Notes sur les Sûretés Judiciaires

Les Sûretés Judiciaires

Les sûretés judiciaires, régies par la loi de 1991, offrent une protection aux créanciers en permettant de conserver des biens en attendant une décision judiciaire. Contrairement aux simples mesures conservatoires, elles possèdent deux natures juridiques : elles constituent des sûretés réelles, donnant des droits réels accessoires, ainsi que des procédures conservatoires nécessitant souvent l'intervention d'un juge. Celles-ci diffèrent des sûretés réelles de droit commun, qui peuvent être de nature légale ou conventionnelle selon les articles L.531-1 et L.531-2. Elles confèrent au créancier des droits de préférence et de suite, tel que précisé dans l'article R.532-8 du CPCE : « le créancier jouit des mêmes droits d’une sûreté conventionnelle ou légale ».

Publicité

La publicité est une étape cruciale pour l'opposabilité de la mesure. Elle se divise en deux phases :

  1. Publicité Provisoire :
    Cette mesure a pour effet de maintenir la sûreté pendant trois ans renouvelables. Les formalités de publicité doivent être notifiées au débiteur dans les huit jours suivant leur exécution, faute de quoi l'instruction devient caduque. Le créancier doit saisir la justice pour obtenir un titre exécutoire dans un mois suivant l'inscription provisoire, pour éviter la caducité de celle-ci. Si la publicité provisoire vient à être caduque, une nouvelle autorisation judiciaire sera requise. La publicité conservatoire doit être confirmée par la publicité définitive dans un délai de deux mois, sous peine de caducité. Le point de départ de ce délai est complexe et varie selon qu'il y a un titre exécutoire ou non.

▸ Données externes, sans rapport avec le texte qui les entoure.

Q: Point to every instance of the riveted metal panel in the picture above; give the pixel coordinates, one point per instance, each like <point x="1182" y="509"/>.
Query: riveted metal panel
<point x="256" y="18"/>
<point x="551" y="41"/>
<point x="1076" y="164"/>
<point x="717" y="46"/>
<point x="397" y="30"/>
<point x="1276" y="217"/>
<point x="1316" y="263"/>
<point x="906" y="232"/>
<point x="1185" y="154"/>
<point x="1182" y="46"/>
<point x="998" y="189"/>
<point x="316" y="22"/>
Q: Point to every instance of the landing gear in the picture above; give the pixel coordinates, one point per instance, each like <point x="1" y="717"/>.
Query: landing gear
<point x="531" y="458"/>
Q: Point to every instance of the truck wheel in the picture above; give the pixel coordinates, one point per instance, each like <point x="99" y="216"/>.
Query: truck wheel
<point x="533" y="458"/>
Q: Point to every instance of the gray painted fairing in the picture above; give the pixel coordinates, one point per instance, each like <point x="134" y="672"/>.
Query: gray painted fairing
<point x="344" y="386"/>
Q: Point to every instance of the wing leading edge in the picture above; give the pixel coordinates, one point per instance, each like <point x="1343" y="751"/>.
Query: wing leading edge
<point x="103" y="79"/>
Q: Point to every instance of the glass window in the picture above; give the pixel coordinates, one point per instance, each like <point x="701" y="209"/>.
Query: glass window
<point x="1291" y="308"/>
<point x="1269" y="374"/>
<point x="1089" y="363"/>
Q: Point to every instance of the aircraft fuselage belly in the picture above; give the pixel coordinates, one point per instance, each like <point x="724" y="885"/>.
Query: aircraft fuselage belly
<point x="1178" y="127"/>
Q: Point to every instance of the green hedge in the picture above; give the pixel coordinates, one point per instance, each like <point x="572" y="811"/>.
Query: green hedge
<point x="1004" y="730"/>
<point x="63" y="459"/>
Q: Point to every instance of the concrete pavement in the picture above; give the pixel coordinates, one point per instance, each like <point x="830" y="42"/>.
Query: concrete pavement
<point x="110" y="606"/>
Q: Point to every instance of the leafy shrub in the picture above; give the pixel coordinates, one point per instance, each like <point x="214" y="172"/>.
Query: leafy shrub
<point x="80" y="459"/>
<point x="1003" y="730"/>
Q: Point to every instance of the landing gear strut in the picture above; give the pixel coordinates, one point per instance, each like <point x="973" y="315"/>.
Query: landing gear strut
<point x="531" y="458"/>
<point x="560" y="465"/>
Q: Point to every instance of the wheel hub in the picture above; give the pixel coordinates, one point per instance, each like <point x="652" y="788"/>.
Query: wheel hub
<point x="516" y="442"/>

  2. Publicité Définitive :
    Elle est soumise à un double délai d'un mois (article R.532-6) et de deux mois (article R.533-4) pour son inscription. Selon que le titre est assorti de l'exécution provisoire ou a déjà acquis force de chose jugée, le point de départ pour ce délai peut varier. De plus, le juge peut restreindre les effets de l'inscription provisoire si le débiteur prouve que la valeur du bien grevé est supérieure au double des sommes dues.

Modalités Particulières

Les sûretés judiciaires incluent quatre types limitatifs :

  1. Hypothèque Judiciaire Conservatoire :
    Elle permet au créancier d'inscrire provisoirement son privilège. L'inscription se fait en deux temps : d'abord provisoire, puis définitive. L'inscription provisoire est réalisée par le dépôt de deux bordereaux au service de la publicité foncière, identifiant toutes les parties impliquées. Elle doit être notifiée au débiteur dans les huit jours ; sinon, elle est caduque. L'hypothèque prend rang au jour de la première inscription. Elle est opposable aux tiers durant trois ans, où la procédure doit évoluer vers une inscription définitive ou être renouvelée.

  2. Nantissement Conservatoire de Fonds de Commerce (FDC) :
    Ce nantissement s'applique aux créances civiles ou commerciales liées au FDC, régies par l'article R.512-1. Le processus comprend également une publicité provisoire et une définitive, permettant d'identifier les parties et la créance.

  3. Nantissement Conservatoire de Parts Sociales :
    Ce nantissement concerne les droits d'un associé vis-à-vis de sa société. Le processus implique une double publicité, mais diffère des autres types de nantissements, car il ne prive pas l'associé de son droit de vote et les parts peuvent être aliénées.

  4. Nantissement Conservatoire de Valeurs Mobilières :
    Ce nantissement s'applique aux actions et obligations, avec des procédures similaires de publicité, où la gestion des titres peut impliquer divers intermédiaires. Les actifs demeurent aliénables, permettant par exemple l'utilisation des gains de vente pour acquérir d'autres valeurs.

En conclusion, la mise en place efficace de ces sûretés judiciaires repose non seulement sur la compréhension des délais et formalités demandées, mais aussi sur la capacité à naviguer dans les implications juridiques liées à chaque type de sûreté.